Maybe it sounds obvious, but from personal experience, even as someone who is largely considered an optimist by pretty much everyone who knows me, I believe this to be incredibly difficult and that this is just like any muscle; it can be trained, developed and made more functional.

Growth Mindset vs. Fixed Mindset
Please go read Stanford Psychologist Carol Dweck's book called Mindset: the Psychology of Success. This is an incredibly important read that speaks directly to the power of perspective. Her core lesson is that there are two main types of human mindsets, the Fixed Mindset and the Growth Mindset.

Fixed Mindset
In a fixed mindset, people believe their basic qualities, like their intelligence or talent, are simply fixed traits. They spend their time documenting their intelligence or talent instead of developing them. They also believe that talent alone creates success—without effort. They’re wrong.

Growth Mindset
In a growth mindset, people believe that their most basic abilities can be developed through dedication and hard work—brains and talent are just the starting point. This view creates a love of learning and a resilience that is essential for great accomplishment. Virtually all great people have had these qualities.

Recent advances in neuroscience also demonstrate the power of brain plasticity and have demonstrated that thought can re-wire your brain (to a point) and you can grow new brain cells. These revelations should have an incredible impact how society works over time. Gone should be the beliefs that have anchored many entrenched hierarchical structures such as a caste system. Similarly, there is a growing body of evidence supporting the effect of ecosystems like Silicon Valley and the European Renaissance on cultivating "genius", which many have historically argued are simply "born".
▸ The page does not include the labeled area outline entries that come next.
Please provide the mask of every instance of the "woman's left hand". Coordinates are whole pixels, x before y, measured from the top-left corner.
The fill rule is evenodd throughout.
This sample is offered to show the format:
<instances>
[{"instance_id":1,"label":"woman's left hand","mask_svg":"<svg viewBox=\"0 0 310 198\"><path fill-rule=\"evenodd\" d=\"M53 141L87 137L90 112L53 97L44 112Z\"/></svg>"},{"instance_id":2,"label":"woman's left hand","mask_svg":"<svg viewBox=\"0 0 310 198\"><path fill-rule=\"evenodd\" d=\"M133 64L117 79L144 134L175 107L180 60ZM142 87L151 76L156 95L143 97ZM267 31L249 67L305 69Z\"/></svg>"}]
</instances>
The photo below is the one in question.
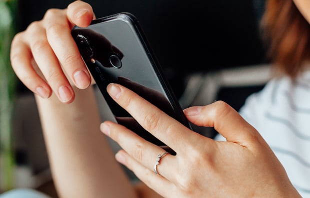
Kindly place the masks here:
<instances>
[{"instance_id":1,"label":"woman's left hand","mask_svg":"<svg viewBox=\"0 0 310 198\"><path fill-rule=\"evenodd\" d=\"M147 131L176 152L165 151L111 121L102 131L124 150L116 160L166 198L296 197L298 195L260 134L222 101L184 110L189 121L214 127L226 139L216 141L184 126L118 84L107 88L112 98Z\"/></svg>"}]
</instances>

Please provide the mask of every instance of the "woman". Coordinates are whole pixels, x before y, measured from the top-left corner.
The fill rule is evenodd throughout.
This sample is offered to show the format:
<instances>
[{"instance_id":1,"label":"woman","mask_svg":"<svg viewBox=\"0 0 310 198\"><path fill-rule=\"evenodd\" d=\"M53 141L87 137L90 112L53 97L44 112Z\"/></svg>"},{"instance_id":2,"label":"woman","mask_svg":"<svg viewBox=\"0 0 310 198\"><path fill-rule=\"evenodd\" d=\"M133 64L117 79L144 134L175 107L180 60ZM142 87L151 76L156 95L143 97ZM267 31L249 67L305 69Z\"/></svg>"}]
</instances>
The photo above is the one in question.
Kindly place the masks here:
<instances>
[{"instance_id":1,"label":"woman","mask_svg":"<svg viewBox=\"0 0 310 198\"><path fill-rule=\"evenodd\" d=\"M310 21L307 14L310 4L295 1ZM268 7L273 4L283 4L280 7L284 10L294 7L290 0L270 0ZM276 17L280 16L282 12L278 10L270 8L266 18L274 13ZM294 19L296 16L292 16ZM90 86L91 77L70 34L74 24L87 26L94 18L90 5L74 1L66 9L49 10L42 20L32 23L12 42L13 68L36 94L53 178L60 197L301 197L260 134L222 101L184 110L194 124L214 127L226 139L220 141L192 131L126 88L109 85L107 90L116 102L176 151L176 156L166 154L162 149L114 122L100 124ZM273 35L274 32L271 33ZM275 42L272 49L280 43ZM304 68L301 63L308 58L301 56L300 61L296 62L297 66L292 70L296 72L284 70L298 79ZM251 106L245 106L244 111L249 112ZM99 132L100 125L103 133L123 149L115 158ZM118 162L146 185L132 184ZM308 192L299 193L310 196Z\"/></svg>"}]
</instances>

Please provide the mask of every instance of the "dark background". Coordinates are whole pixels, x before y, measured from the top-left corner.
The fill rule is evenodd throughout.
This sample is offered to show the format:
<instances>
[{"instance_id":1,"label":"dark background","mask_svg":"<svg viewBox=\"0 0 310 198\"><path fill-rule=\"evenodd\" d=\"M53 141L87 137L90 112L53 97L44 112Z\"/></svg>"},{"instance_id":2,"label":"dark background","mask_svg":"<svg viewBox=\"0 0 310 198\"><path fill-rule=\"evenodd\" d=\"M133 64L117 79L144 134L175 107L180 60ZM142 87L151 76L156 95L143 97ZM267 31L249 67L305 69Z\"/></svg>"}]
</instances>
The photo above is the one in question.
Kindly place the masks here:
<instances>
[{"instance_id":1,"label":"dark background","mask_svg":"<svg viewBox=\"0 0 310 198\"><path fill-rule=\"evenodd\" d=\"M72 0L20 0L18 31L40 20L50 8ZM266 61L258 29L263 0L86 0L97 17L130 12L141 23L177 97L184 77L196 71ZM28 90L22 84L21 93Z\"/></svg>"}]
</instances>

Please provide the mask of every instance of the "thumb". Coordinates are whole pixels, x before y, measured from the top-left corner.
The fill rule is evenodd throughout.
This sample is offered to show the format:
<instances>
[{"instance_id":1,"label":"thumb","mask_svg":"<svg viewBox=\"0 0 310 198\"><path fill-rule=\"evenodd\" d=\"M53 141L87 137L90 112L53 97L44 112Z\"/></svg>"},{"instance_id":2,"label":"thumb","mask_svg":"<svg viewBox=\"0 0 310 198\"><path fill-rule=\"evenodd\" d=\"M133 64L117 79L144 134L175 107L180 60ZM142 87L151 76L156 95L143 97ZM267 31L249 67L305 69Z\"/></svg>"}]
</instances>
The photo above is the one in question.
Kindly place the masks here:
<instances>
[{"instance_id":1,"label":"thumb","mask_svg":"<svg viewBox=\"0 0 310 198\"><path fill-rule=\"evenodd\" d=\"M80 27L87 27L96 18L92 6L81 0L70 3L66 13L69 21Z\"/></svg>"},{"instance_id":2,"label":"thumb","mask_svg":"<svg viewBox=\"0 0 310 198\"><path fill-rule=\"evenodd\" d=\"M190 122L199 126L214 127L229 142L246 146L260 136L238 112L223 101L190 107L184 110L184 113Z\"/></svg>"}]
</instances>

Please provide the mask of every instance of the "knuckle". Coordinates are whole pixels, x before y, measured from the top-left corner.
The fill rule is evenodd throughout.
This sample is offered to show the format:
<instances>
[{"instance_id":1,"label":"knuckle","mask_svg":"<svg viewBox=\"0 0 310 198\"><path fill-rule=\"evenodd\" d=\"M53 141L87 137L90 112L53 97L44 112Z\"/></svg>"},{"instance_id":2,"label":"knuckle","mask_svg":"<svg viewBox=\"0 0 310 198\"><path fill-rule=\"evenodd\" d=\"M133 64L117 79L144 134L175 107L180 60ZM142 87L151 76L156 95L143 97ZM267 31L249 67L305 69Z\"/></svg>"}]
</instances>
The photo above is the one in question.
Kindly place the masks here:
<instances>
[{"instance_id":1,"label":"knuckle","mask_svg":"<svg viewBox=\"0 0 310 198\"><path fill-rule=\"evenodd\" d=\"M51 69L48 71L48 72L44 74L44 76L48 81L52 79L59 79L61 75L59 71L56 69Z\"/></svg>"},{"instance_id":2,"label":"knuckle","mask_svg":"<svg viewBox=\"0 0 310 198\"><path fill-rule=\"evenodd\" d=\"M222 101L218 101L216 103L214 114L216 119L220 119L226 117L231 112L232 108L226 102Z\"/></svg>"},{"instance_id":3,"label":"knuckle","mask_svg":"<svg viewBox=\"0 0 310 198\"><path fill-rule=\"evenodd\" d=\"M45 51L50 46L48 41L46 39L40 39L34 41L30 44L33 53L40 53Z\"/></svg>"},{"instance_id":4,"label":"knuckle","mask_svg":"<svg viewBox=\"0 0 310 198\"><path fill-rule=\"evenodd\" d=\"M136 148L132 153L132 157L140 163L142 163L144 159L143 151L144 147L141 143L138 143L136 145Z\"/></svg>"},{"instance_id":5,"label":"knuckle","mask_svg":"<svg viewBox=\"0 0 310 198\"><path fill-rule=\"evenodd\" d=\"M44 18L53 18L60 10L60 9L58 8L50 8L46 12Z\"/></svg>"},{"instance_id":6,"label":"knuckle","mask_svg":"<svg viewBox=\"0 0 310 198\"><path fill-rule=\"evenodd\" d=\"M26 31L32 31L34 30L36 30L38 29L41 26L40 22L40 21L36 20L32 22L27 29L26 29Z\"/></svg>"},{"instance_id":7,"label":"knuckle","mask_svg":"<svg viewBox=\"0 0 310 198\"><path fill-rule=\"evenodd\" d=\"M62 64L64 65L73 64L76 60L78 59L78 57L76 54L64 54L62 57Z\"/></svg>"},{"instance_id":8,"label":"knuckle","mask_svg":"<svg viewBox=\"0 0 310 198\"><path fill-rule=\"evenodd\" d=\"M156 112L150 112L146 115L143 123L148 130L155 130L160 126L160 117Z\"/></svg>"},{"instance_id":9,"label":"knuckle","mask_svg":"<svg viewBox=\"0 0 310 198\"><path fill-rule=\"evenodd\" d=\"M64 30L68 28L68 25L60 23L50 23L46 27L46 32L53 37L59 37L63 34Z\"/></svg>"}]
</instances>

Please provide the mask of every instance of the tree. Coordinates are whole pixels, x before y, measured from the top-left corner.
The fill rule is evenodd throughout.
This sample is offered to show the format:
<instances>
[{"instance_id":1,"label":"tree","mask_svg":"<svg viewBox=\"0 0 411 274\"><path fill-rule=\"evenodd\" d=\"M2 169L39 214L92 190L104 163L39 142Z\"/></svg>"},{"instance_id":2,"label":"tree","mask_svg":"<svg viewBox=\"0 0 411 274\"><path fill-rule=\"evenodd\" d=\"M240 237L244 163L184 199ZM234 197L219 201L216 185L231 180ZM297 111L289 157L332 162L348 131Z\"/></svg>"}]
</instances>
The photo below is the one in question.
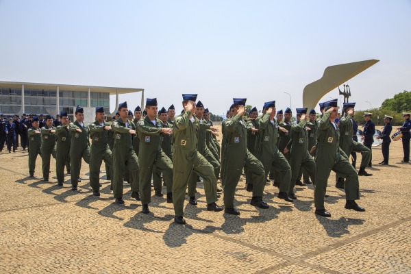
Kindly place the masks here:
<instances>
[{"instance_id":1,"label":"tree","mask_svg":"<svg viewBox=\"0 0 411 274\"><path fill-rule=\"evenodd\" d=\"M386 99L382 102L381 108L401 112L411 110L411 92L404 90L394 95L394 98Z\"/></svg>"}]
</instances>

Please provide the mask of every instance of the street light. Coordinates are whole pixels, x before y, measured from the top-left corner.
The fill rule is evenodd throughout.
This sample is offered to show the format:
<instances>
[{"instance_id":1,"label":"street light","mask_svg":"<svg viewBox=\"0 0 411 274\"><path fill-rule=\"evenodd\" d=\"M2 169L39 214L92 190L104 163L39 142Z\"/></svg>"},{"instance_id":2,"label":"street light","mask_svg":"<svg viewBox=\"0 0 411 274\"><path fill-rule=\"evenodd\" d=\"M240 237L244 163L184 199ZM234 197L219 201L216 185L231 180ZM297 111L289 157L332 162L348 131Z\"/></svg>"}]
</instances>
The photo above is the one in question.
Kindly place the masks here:
<instances>
[{"instance_id":1,"label":"street light","mask_svg":"<svg viewBox=\"0 0 411 274\"><path fill-rule=\"evenodd\" d=\"M292 110L292 107L291 107L291 95L290 95L290 93L288 92L284 92L285 94L288 94L288 96L290 97L290 109Z\"/></svg>"}]
</instances>

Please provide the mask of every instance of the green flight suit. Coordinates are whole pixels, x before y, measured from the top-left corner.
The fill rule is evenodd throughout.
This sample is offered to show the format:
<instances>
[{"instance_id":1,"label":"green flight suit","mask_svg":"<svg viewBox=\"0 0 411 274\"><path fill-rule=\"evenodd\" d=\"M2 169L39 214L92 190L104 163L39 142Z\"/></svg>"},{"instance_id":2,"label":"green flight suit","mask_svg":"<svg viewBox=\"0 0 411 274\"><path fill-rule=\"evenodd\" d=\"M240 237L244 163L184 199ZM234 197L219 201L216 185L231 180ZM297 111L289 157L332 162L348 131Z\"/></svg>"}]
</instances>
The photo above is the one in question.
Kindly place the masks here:
<instances>
[{"instance_id":1,"label":"green flight suit","mask_svg":"<svg viewBox=\"0 0 411 274\"><path fill-rule=\"evenodd\" d=\"M173 129L173 125L169 123L166 124L163 123L162 127L164 128ZM171 160L173 159L173 134L169 135L162 133L160 138L161 149L167 157L170 158L170 160ZM154 186L154 191L155 192L161 192L161 171L156 169L155 166L153 166L153 185ZM166 184L166 186L167 187L167 193L171 193L173 192L173 182L171 182L170 186Z\"/></svg>"},{"instance_id":2,"label":"green flight suit","mask_svg":"<svg viewBox=\"0 0 411 274\"><path fill-rule=\"evenodd\" d=\"M279 123L279 126L285 128L288 131L288 132L283 132L282 131L279 132L279 142L278 143L278 150L281 152L287 161L290 162L290 152L288 153L284 153L284 149L290 142L290 138L291 138L290 132L291 132L291 122L286 122L284 120L282 121ZM277 184L279 184L279 177L280 175L277 172L274 173L274 182Z\"/></svg>"},{"instance_id":3,"label":"green flight suit","mask_svg":"<svg viewBox=\"0 0 411 274\"><path fill-rule=\"evenodd\" d=\"M278 124L275 120L270 121L270 114L268 113L258 120L258 124L260 147L258 158L264 166L264 179L269 172L273 169L279 179L279 191L288 192L291 179L291 168L275 145L278 138Z\"/></svg>"},{"instance_id":4,"label":"green flight suit","mask_svg":"<svg viewBox=\"0 0 411 274\"><path fill-rule=\"evenodd\" d=\"M199 119L197 119L199 120ZM199 128L197 132L197 151L206 158L206 160L213 166L214 170L214 176L219 177L221 166L218 160L212 155L206 142L207 130L210 129L210 124L207 123L204 119L199 120ZM195 188L197 182L197 174L195 173L191 173L191 177L188 181L188 194L189 197L195 196ZM216 182L216 189L217 188L217 183Z\"/></svg>"},{"instance_id":5,"label":"green flight suit","mask_svg":"<svg viewBox=\"0 0 411 274\"><path fill-rule=\"evenodd\" d=\"M307 122L306 127L311 129L311 130L308 131L308 153L310 153L310 151L311 150L312 147L314 147L315 145L315 144L316 143L316 136L317 136L316 122L315 121L310 121ZM312 157L314 157L315 155L315 151L310 153L310 155L311 155ZM301 169L302 169L302 172L303 172L303 176L302 176L303 180L304 182L310 181L310 173L308 173L308 171L307 171L307 170L306 169L304 169L303 167L301 167ZM301 180L301 176L300 176L300 175L299 174L298 179Z\"/></svg>"},{"instance_id":6,"label":"green flight suit","mask_svg":"<svg viewBox=\"0 0 411 274\"><path fill-rule=\"evenodd\" d=\"M295 193L294 187L301 166L306 169L315 186L315 161L308 152L308 133L306 129L307 121L301 120L291 126L291 138L287 145L290 150L290 166L291 166L291 182L288 193ZM281 182L281 181L280 181Z\"/></svg>"},{"instance_id":7,"label":"green flight suit","mask_svg":"<svg viewBox=\"0 0 411 274\"><path fill-rule=\"evenodd\" d=\"M82 158L90 164L90 138L88 127L83 123L82 126L77 121L68 125L71 134L71 147L70 147L70 166L71 166L71 185L77 186L80 177ZM81 129L77 132L76 129Z\"/></svg>"},{"instance_id":8,"label":"green flight suit","mask_svg":"<svg viewBox=\"0 0 411 274\"><path fill-rule=\"evenodd\" d=\"M27 130L29 135L29 174L34 175L36 170L36 160L37 155L41 157L41 134L39 128L30 127Z\"/></svg>"},{"instance_id":9,"label":"green flight suit","mask_svg":"<svg viewBox=\"0 0 411 274\"><path fill-rule=\"evenodd\" d=\"M64 166L68 173L71 173L70 147L71 136L68 130L68 125L59 125L55 128L57 145L55 147L55 173L57 182L64 182Z\"/></svg>"},{"instance_id":10,"label":"green flight suit","mask_svg":"<svg viewBox=\"0 0 411 274\"><path fill-rule=\"evenodd\" d=\"M47 125L42 127L41 132L41 160L43 178L49 179L50 174L50 158L55 159L55 133L51 133L55 127L48 127Z\"/></svg>"},{"instance_id":11,"label":"green flight suit","mask_svg":"<svg viewBox=\"0 0 411 274\"><path fill-rule=\"evenodd\" d=\"M351 114L347 114L340 119L340 147L349 157L352 151L361 153L362 168L368 166L371 158L370 149L364 145L353 140L353 121ZM337 177L341 177L339 175Z\"/></svg>"},{"instance_id":12,"label":"green flight suit","mask_svg":"<svg viewBox=\"0 0 411 274\"><path fill-rule=\"evenodd\" d=\"M137 123L140 139L140 196L143 205L151 201L153 166L163 173L168 192L171 192L173 189L173 163L161 148L162 127L163 123L160 119L155 118L154 125L148 116Z\"/></svg>"},{"instance_id":13,"label":"green flight suit","mask_svg":"<svg viewBox=\"0 0 411 274\"><path fill-rule=\"evenodd\" d=\"M110 130L104 129L109 127L109 123L101 124L98 121L88 125L91 138L90 149L90 186L93 190L100 190L100 167L103 161L112 169L112 151L108 146L108 133Z\"/></svg>"},{"instance_id":14,"label":"green flight suit","mask_svg":"<svg viewBox=\"0 0 411 274\"><path fill-rule=\"evenodd\" d=\"M135 129L133 122L127 120L123 123L121 118L115 121L112 125L112 130L114 136L114 145L112 152L113 163L112 186L114 198L123 198L123 176L125 171L129 171L132 192L138 192L140 182L138 158L133 149L133 138L129 133L130 129Z\"/></svg>"},{"instance_id":15,"label":"green flight suit","mask_svg":"<svg viewBox=\"0 0 411 274\"><path fill-rule=\"evenodd\" d=\"M329 120L329 113L325 112L318 120L316 186L314 192L315 208L323 210L324 195L331 171L346 178L345 189L347 200L360 199L358 175L350 164L348 157L339 146L340 132L337 125Z\"/></svg>"},{"instance_id":16,"label":"green flight suit","mask_svg":"<svg viewBox=\"0 0 411 274\"><path fill-rule=\"evenodd\" d=\"M186 111L173 124L173 203L176 216L183 216L187 184L192 173L203 177L207 203L217 201L217 179L214 168L197 151L199 119Z\"/></svg>"},{"instance_id":17,"label":"green flight suit","mask_svg":"<svg viewBox=\"0 0 411 274\"><path fill-rule=\"evenodd\" d=\"M224 171L224 204L234 208L234 194L242 169L253 173L253 197L262 197L265 177L264 166L247 148L247 132L242 117L236 115L225 123L227 151Z\"/></svg>"}]
</instances>

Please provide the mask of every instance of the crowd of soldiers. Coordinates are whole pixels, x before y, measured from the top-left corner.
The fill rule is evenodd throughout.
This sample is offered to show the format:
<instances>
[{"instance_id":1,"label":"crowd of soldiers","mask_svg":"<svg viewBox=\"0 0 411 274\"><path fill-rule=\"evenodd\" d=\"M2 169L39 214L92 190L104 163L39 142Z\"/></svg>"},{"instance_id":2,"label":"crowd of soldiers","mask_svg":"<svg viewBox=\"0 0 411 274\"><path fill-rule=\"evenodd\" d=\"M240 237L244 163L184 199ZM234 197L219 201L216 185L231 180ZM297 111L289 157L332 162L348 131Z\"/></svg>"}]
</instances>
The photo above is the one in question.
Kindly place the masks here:
<instances>
[{"instance_id":1,"label":"crowd of soldiers","mask_svg":"<svg viewBox=\"0 0 411 274\"><path fill-rule=\"evenodd\" d=\"M61 112L57 119L49 115L23 114L21 121L14 122L12 118L6 121L1 117L2 144L5 135L9 152L12 147L14 151L18 127L23 150L28 145L29 177L34 177L36 160L40 155L42 177L49 181L53 156L58 185L63 186L66 169L73 191L77 190L84 160L89 164L90 186L97 197L104 162L115 202L125 203L123 184L127 182L131 185L131 197L141 201L145 214L150 212L151 188L156 196L162 197L164 181L166 202L173 203L174 221L179 224L186 223L183 217L186 195L189 203L197 205L195 193L200 178L210 211L240 214L234 196L244 175L247 190L252 193L253 206L269 208L263 193L266 183L271 180L279 188L277 197L290 203L298 199L296 185L312 184L315 214L329 217L324 201L332 170L336 175L336 186L345 189L345 208L365 211L356 201L360 199L358 176L372 175L366 171L371 166L371 146L375 133L372 114L364 114L366 123L361 136L364 142L360 143L356 140L358 124L353 119L355 103L345 103L340 117L337 99L321 103L318 116L314 109L308 112L307 108L297 108L297 123L292 123L292 110L277 111L275 101L266 102L262 115L259 116L256 107L246 113L245 98L234 98L222 123L220 144L216 138L219 129L210 119L208 109L200 101L196 103L197 97L195 94L183 95L184 110L179 115L175 115L173 105L159 111L155 98L147 98L145 110L137 107L134 114L124 102L119 105L113 122L107 122L103 108L97 107L96 120L90 125L84 123L80 106L76 108L73 123L66 112ZM407 151L404 145L403 160L407 162L411 123L410 114L403 117L404 124L399 130L403 134L403 143L408 145ZM380 136L383 143L388 144L383 146L382 164L388 164L391 119L384 117L386 126ZM362 155L358 172L356 152ZM354 159L352 164L350 155ZM218 186L219 179L223 189ZM216 203L223 190L225 208Z\"/></svg>"}]
</instances>

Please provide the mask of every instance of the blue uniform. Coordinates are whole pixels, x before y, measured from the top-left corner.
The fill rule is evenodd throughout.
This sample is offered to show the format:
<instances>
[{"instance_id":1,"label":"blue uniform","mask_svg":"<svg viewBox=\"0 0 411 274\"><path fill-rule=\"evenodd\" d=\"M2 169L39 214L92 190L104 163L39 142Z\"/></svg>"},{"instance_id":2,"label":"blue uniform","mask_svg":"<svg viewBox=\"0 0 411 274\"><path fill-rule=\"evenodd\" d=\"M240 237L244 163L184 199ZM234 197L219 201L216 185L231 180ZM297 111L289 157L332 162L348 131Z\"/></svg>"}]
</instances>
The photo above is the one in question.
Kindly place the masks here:
<instances>
[{"instance_id":1,"label":"blue uniform","mask_svg":"<svg viewBox=\"0 0 411 274\"><path fill-rule=\"evenodd\" d=\"M362 135L364 136L364 145L370 149L370 151L371 152L369 166L371 166L372 165L373 149L371 146L373 145L373 142L374 142L374 134L375 134L375 126L371 120L367 121L364 125Z\"/></svg>"},{"instance_id":2,"label":"blue uniform","mask_svg":"<svg viewBox=\"0 0 411 274\"><path fill-rule=\"evenodd\" d=\"M399 128L401 130L403 138L403 149L404 151L404 162L410 162L410 139L411 133L410 130L411 129L411 121L408 118L404 123L403 126Z\"/></svg>"},{"instance_id":3,"label":"blue uniform","mask_svg":"<svg viewBox=\"0 0 411 274\"><path fill-rule=\"evenodd\" d=\"M391 142L391 138L390 136L393 131L393 126L390 123L386 123L382 129L382 135L381 136L381 140L382 140L382 157L384 157L384 164L388 164L388 159L390 158L390 143Z\"/></svg>"}]
</instances>

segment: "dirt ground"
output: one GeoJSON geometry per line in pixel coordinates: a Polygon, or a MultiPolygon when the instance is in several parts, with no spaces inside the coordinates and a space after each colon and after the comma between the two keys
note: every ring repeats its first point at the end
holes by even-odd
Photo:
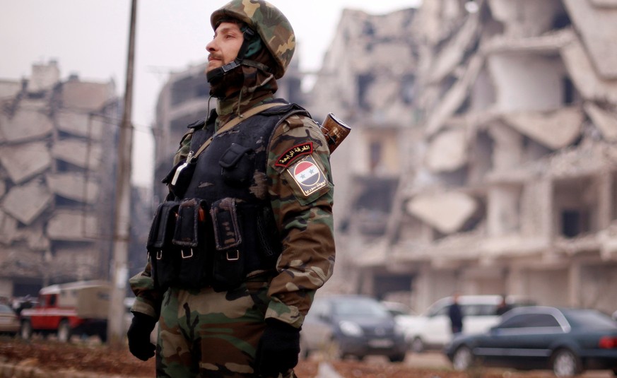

There is massive correlation between success and these mindsets, which relates directly to why role models are important, why belief in oneself is important and why setting high expectations is so important and why Henry Ford said, "Whether you think you can, or you think you can't - you're right."

Virtuous Cycles vs. Viscous Cycles
In my experience with all of the most important relationships in my life that have frequent interaction and mutual reliance (spouse, partner, investor, parent, manager, brother, etc), I have noticed that little things matter a great deal. When my wife reaches out to me in some small way, whether through touch, a comment, or a question, how do I react? Do I engage in a positive way or do I shut her down, intentionally or unintentionally? When a business relationship gets angry about something, do I get angry back and hit them with the many things they have done wrong or do I reflect and truly listen?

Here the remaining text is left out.